LAG Köln, Urteil vom 06.02.2024 – 4 Sa 390/23
Fakten
Als Mitarbeiter mit Führungsverantwortung hatte der klagende Arbeitnehmer grundsätzlich Anspruch auf einen Company-Bonus, für den lediglich Unternehmensziele maßgeblich waren. Laut maßgeblicher Betriebsvereinbarung musste die Zielvorgabe bis zum 01.03. des Kalenderjahres vorliegen. Man ahnt es schon: Das tat sie nicht. Die Zielvorgabe erfolgte erst im September 2019. Der Arbeitnehmer erhielt einen Teilbonus ausbezahlt, klagte jedoch auf vollen Bonus. Seine Begründung: Aufgrund der verspäteten Zielvorgabe sei von einer 100%-Zielerfüllung auszugehen.
Entscheidung
Das LAG Köln folgte der Ansicht der Führungskraft. Die Zielvorgabe des Arbeitgebers im September 2019 war verspätet, auch wenn das maßgebliche Geschäftsjahr noch nicht abgelaufen war.
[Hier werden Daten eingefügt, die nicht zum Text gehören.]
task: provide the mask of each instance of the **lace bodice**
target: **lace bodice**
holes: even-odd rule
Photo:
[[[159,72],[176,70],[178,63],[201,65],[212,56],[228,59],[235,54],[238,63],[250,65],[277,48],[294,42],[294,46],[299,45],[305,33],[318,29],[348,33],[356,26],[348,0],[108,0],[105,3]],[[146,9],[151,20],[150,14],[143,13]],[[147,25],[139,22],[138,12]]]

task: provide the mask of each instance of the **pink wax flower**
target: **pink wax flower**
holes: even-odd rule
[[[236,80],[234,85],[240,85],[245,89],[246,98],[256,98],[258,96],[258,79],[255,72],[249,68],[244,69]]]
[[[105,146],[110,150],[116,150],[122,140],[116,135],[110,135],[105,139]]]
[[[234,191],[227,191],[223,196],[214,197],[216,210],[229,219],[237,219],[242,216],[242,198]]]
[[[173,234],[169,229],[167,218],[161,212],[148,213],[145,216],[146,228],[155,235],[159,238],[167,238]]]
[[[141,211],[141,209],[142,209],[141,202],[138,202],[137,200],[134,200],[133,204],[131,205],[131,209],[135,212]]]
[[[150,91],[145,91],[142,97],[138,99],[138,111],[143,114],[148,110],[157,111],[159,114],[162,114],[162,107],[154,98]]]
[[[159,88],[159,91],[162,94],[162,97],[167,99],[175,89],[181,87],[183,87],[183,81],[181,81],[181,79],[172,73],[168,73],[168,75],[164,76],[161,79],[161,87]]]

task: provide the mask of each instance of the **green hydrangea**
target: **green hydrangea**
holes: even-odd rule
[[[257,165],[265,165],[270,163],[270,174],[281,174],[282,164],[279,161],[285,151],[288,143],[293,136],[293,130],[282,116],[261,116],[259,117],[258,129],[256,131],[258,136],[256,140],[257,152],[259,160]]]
Eine Zielvorgabe zu einem derart späten Zeitpunkt ist nicht ausreichend, da es dadurch zu keiner Leistungssteigerung oder höheren Motivation mehr kommen kann. Nichtssagende Unternehmenspräsentationen und allgemeine E-Mail-Korrespondenz, auf die sich das Unternehmen noch berufen wollte, werden den Anforderungen an eine Zielvorgabe nicht gerecht, da es an der hinreichenden Individualisierung fehlt.
Folgen der Entscheidung
Das LAG setzt sich mit zwei Fragen auseinander, die das BAG bisher offengelassen hat und zudem es nun im Rahmen der eingelegten Revision Stellung nehmen kann:
- Erfolgt eine Zielvorgabe erst zu einem derart späten Zeitpunkt im Laufe des maßgeblichen Geschäftsjahres, dass sie ihre Anreizfunktion nicht mehr erfüllen kann, ist sie so zu behandeln, als sei sie überhaupt nicht erfolgt. Von einer entsprechenden Verspätung der Zielvorgabe ist jedenfalls auszugehen, wenn das Geschäftsjahr bereits zu mehr als drei Viertel abgelaufen ist. Das BAG hatte eine entsprechende Verspätung bisher immer erst dann angenommen, wenn das maßgebliche Geschäftsjahr bereits komplett abgelaufen war.
- Außerdem stellt das LAG fest, dass auch bei einer Zielvorgabe, die lediglich unternehmensbezogene Ziele betrifft, die Anreizfunktion verloren gehen kann, auch wenn nicht feststeht, welchen Einfluss der Einzelne auf die Unternehmensperformance überhaupt nehmen kann.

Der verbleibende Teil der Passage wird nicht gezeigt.